Creativity
I love that creative flow that you get into, when you have an idea and you think on it and nurture it from inception to birth. I had an idea about this badly photographed picture above, this picture that has very special meaning to me, despite it's not coming out the way I wanted it to. This picture is the scene off my balcony of my cottage serenity acre. See previous post titled the same for the inception of this idea. I love this scene as well because it was taken the fall after Terry died, on a trip with Pam and Patrick to Cape Breton to photograph the fall foliage. On this trip was where I saw and felt him in everything. Where every sunrise and sunset was glorious in their display night and day just for me and me alone and offered, I believed, by him in the heavens. I saw the milky way later this night, I gasped at the red underlit clouds (muted here but glorious in my memory). I remembered his ashes strewn below my feet on this beach, this rock he often sat on or laid beside sunning himself. It has a lot of meaning this scene.
So I asked our stained glass artist in resident at the cottage, my cousin's wife Debbie to commission a window with her interpretation of this scene so I could have it forever captured. So it could become a physical part of serenity acre. I was more than pleasantly surprised at her end product.

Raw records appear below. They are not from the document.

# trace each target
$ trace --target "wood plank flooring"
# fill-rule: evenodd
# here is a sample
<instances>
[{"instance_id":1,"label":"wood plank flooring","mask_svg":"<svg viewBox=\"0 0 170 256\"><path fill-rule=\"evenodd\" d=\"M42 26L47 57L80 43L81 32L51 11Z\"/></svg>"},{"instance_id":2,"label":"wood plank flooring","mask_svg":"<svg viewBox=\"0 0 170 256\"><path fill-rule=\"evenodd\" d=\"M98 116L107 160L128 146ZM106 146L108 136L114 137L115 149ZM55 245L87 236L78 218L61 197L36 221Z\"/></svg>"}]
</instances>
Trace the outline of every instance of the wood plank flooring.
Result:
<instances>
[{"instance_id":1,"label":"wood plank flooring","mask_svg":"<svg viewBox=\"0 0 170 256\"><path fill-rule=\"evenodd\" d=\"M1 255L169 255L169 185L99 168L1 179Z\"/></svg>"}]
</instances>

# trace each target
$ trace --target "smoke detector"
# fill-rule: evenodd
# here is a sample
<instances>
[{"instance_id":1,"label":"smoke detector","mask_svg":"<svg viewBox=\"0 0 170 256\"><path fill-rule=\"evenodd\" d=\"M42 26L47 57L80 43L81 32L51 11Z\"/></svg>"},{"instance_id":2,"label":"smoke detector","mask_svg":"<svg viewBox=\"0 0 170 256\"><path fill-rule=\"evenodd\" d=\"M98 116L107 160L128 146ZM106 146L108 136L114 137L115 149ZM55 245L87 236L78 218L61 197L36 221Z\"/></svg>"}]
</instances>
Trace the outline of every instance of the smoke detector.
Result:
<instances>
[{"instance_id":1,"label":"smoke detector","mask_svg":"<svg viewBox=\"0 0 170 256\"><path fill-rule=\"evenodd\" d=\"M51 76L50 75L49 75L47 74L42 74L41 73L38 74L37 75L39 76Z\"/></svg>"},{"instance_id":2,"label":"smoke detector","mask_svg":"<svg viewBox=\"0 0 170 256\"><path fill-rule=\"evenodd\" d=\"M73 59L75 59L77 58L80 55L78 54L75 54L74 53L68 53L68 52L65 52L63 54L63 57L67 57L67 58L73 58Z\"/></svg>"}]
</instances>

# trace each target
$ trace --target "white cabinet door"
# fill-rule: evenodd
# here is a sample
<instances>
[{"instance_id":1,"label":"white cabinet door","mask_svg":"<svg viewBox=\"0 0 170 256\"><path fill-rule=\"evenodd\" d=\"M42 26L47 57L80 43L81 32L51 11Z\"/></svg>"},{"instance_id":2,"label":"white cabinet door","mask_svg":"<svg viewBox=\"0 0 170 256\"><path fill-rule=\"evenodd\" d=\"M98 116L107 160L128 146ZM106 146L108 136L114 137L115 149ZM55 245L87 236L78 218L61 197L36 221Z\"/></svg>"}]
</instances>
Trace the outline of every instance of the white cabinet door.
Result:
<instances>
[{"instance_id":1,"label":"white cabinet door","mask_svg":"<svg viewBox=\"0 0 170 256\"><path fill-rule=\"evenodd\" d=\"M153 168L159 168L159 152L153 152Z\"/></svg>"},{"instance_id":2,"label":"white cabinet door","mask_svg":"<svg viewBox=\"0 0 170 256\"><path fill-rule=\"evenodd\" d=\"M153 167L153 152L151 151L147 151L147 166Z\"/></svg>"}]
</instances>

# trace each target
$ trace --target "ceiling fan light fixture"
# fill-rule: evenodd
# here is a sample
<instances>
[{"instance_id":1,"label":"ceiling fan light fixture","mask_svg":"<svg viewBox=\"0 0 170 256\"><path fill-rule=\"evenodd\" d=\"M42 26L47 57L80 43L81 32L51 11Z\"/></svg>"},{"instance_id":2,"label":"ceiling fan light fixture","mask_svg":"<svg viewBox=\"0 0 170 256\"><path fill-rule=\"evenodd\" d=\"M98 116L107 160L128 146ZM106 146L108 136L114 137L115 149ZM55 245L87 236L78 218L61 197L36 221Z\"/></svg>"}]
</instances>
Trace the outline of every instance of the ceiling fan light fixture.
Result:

Her interpretation was special and the meaning she attached to it surprised and delighted me. Not only because it was splendid but because it was not what I had suspected. It was a "window" into a side of her I didn't know. She had interpreted all the rocks on this piece, not just the one with Terry's ashes in it but all the others (they represent all my children and grandchildren, even myself) and she left room for some to have our own memories attached to. I can really dig that, if you get my drift. So that along with the beauty of her interpretation really awed me. I delighted in the fact that an idea can go from inception to creation, I delighted even more that it was others who helped the process. Just as in what happens in life. When we allow others to come in and work on our little slices of life.
I have this beautiful work of art on my living room wall right now, it hangs there for me to gaze upon it all winter and spring until I bring it to the cottage and give it it's permanent home in the wall. Now this picture below does not do it justice, there is no light behind it yet, and it was taken with my iphone. When at serenity acre the light will bounce from the three facing windows onto it and make the colors come alive, they will look different depending on the time of day, and on where the sun shines through. It will be brilliant in its colors, in its creative hard work Debbie put into it, in its memory of mine, in its meaning. It will last as long as the cottage for all to see and revel in. Some down the line might not know its significance, they might guess it's the scene outside the cottage (as my granddaughter Molly did when she saw it) but not understand why it was created. But I know. The creator of the piece knows, and together we know how and why this gem was born.